Chapter 2.1, Problem 56E

To determine

To find:Twonumbers whose sum is given and product is maximum.

Answer to Problem 56E

The product of two numbers whose sum is 66, is maximum when they are 33 and 33.

Explanation of Solution

Given data:

The sum of two numbers is 66.

Concept used:

The vertex of downwards opening quadratic function is maxima of the function.

Calculations:

Let x and z be two numbers whose sum is 66 and product is maximum. We denote the product of numbers by y. Thus,

  $x+z=66$  .........(1)

  $y=xz$  .........(2)

From results (1) and (2), we have

  $y=x\left(66-x\right)=-x^2+66x$  .........(3)

As $y=-x^2+66x$ is a downwards opening parabola therefore, its maximum occurs at the vertex $\left(x\text{,}{y}_{\text{maximum}}\right)$ .

Now we obtain standard form of quadratic function $y=-x^2+66x$ and find its vertex.

  $y=-x^2+66x=-\left(x^2-2\times 33x+{33}^2\right)+{33}^2$

  $y=-{\left(x-33\right)}^2+1089$  .........(4)

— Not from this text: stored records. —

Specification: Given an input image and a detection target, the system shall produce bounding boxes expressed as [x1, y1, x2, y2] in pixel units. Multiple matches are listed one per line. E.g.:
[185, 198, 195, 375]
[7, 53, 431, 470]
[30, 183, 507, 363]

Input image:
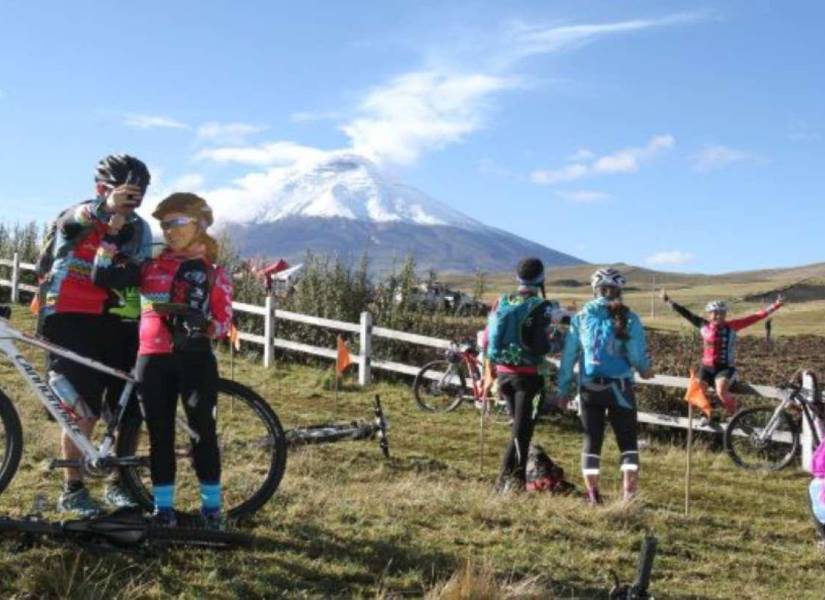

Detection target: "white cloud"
[645, 250, 694, 266]
[289, 110, 341, 123]
[502, 12, 708, 63]
[123, 114, 189, 129]
[556, 190, 610, 204]
[195, 141, 327, 166]
[567, 148, 596, 162]
[197, 121, 266, 144]
[341, 71, 516, 164]
[530, 134, 676, 185]
[693, 144, 756, 173]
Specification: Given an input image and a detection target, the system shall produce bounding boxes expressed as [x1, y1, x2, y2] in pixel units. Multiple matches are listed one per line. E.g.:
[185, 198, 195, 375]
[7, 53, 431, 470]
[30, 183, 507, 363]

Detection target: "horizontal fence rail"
[0, 248, 812, 467]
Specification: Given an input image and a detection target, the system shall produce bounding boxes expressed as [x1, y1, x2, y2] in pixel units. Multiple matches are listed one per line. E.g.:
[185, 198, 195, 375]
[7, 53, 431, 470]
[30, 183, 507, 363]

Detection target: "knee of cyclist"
[582, 453, 602, 475]
[619, 450, 639, 473]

We know the vertex of quadratic function (parabola) $y=-a{\left(x-\alpha \right)}^{\text{2}}+\beta$ is $\left(\alpha ,\beta \right)$ that is for $x=\alpha$ , $y_{\text{maximum}}=\beta$ . Therefore, the vertex of quadratic function (4) is $\left(33,1089\right)$ that implies $y_{\text{maximum}}=1089$ for $x=33$ .

That shows, the product $y=xz$ of two numbers x, zis maximum when $x=33$ and other number $z=66-33=33$ .

Thus, the product of two numbers whose sum is 66, is maximum when they are 33 and 33.

Conclusion:

The product of two numbers whose sum is 66, is maximum when they are 33 and 33.